The first leg of the journey brought them to Shannon before flying on to Gander and onwards to Washington where they arrived on Sunday.
“What I remember about the journey,” says Moloney, “is that when we landed in Washington, the Secretary of State, Dean Rusk came on board to welcome us and to tell us that Jack Ruby had shot Oswald. It was unreality of everything that was happening. It was incredible,” he adds.
“We stayed with Kennedy’s ‘Old Guard’ regiment at Fort Myer in Virginia – they’re first battalion of the third infantry and they made us feel very welcome,” remembers Marshall.
“Fort Myer is right up against Arlington Cemetery and the following morning we went to take up our position at the grave. I would say that we were in position two to three hours before the funeral arrived,” says Moloney.
“We were down in a hollow and there were thousands of people corralled straight up in front of us looking down the grave and all behind us was Washington,” he adds.
“The cortege was coming from St Matthew’s Cathedral and came across the Potomac River to Arlington Cemetery,” reveals Marshall, “and by the time the cortege arrived at the graveside we had been standing for about two and a half to three hours in the one position. 
“I remember that because we were nearly frozen in position. We were in riding breeches, long leggings and they had to be tight across your calves. We were standing at ease but that’s a position in which you don’t move either.”
“As it crossed the river we could hear this muffled drum beat coming closer and closer with all these world leaders following behind it,” remembers Moloney. “There was so much background noise,” recalls Marshall. “From the time the cortege left the church we could hear the band and the drums.

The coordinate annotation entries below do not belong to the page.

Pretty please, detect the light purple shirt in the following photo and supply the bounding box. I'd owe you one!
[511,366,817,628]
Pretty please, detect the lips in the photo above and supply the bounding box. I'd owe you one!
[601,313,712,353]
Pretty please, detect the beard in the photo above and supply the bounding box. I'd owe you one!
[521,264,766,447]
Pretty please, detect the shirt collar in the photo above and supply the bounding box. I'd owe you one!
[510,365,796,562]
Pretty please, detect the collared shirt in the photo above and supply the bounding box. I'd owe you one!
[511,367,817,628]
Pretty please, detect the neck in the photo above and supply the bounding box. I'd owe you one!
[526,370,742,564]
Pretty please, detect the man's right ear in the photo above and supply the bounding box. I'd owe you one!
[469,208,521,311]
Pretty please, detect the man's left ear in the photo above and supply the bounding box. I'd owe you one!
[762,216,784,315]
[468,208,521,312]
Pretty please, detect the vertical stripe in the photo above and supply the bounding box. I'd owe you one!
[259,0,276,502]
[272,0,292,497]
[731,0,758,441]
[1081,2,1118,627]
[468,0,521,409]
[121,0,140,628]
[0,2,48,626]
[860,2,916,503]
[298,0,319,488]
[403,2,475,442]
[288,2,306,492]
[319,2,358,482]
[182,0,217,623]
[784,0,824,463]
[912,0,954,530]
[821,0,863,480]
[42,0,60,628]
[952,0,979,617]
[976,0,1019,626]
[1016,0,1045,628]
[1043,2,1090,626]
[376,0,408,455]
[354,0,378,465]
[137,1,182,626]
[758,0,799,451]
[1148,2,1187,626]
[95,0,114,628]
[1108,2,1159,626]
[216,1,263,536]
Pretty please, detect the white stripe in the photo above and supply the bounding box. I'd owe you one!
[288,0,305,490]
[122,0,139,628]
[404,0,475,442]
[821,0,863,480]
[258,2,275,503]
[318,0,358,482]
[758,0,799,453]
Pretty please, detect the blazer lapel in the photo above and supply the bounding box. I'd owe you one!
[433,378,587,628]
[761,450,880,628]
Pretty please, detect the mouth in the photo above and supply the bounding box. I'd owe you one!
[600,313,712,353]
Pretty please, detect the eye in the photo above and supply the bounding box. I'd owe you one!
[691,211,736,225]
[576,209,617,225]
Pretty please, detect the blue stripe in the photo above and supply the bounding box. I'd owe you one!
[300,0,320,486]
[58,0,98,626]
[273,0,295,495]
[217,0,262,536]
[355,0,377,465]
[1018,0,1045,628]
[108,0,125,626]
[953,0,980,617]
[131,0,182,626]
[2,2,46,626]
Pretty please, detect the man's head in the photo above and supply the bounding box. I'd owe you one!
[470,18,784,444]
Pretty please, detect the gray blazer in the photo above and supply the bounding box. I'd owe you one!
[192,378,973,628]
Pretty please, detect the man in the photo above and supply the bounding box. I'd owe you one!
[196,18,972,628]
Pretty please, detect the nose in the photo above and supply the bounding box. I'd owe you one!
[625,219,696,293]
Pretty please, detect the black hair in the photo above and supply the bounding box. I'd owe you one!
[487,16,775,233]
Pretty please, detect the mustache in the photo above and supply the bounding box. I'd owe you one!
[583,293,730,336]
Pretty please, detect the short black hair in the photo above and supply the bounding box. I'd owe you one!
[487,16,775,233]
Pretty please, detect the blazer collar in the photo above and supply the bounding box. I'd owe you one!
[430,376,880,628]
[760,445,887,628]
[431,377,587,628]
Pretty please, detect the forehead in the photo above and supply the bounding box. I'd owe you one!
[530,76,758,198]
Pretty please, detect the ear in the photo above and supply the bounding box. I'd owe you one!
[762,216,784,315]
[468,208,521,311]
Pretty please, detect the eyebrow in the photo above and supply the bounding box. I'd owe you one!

Water carries sound and you could hear the noises of the drums and then you couldn’t.
 It was very stressful waiting. Then when the cortege got to the cemetery and was marching through the trees the sound was getting louder and louder. There was fly-pass. Seventy-five jet planes flew over. That made a hell of a noise and then Air Force One flew over on its own. Certainly I was thinking ‘how the hell are we going to hear the orders when they are given’.”
“We had our backs to the whole thing, remembers Moloney, “and the next thing we were literally looking into the grave with all the American troops falling in behind us. The cortege came along and an American bearer party passed in front of us and put the coffin down. Then Jackie and Robert Kennedy and Teddy Kennedy followed,” he adds.
“I remember seeing Jackie Kennedy and Robert Kennedy in my peripheral vision and it was very moving,” recalls Marshall, “but my abiding memory was wondering how it was going to go, wondering were we going to be 100 per cent with the drill. 
“I certainly felt it and I was saying to myself ‘I hope my feet move when I tell them to move’. There was a lull then and the orders were given in Irish by Lieutenant Frank Colclough who was in charge of the guard of honour. The drill was only a few minutes and it went perfectly.”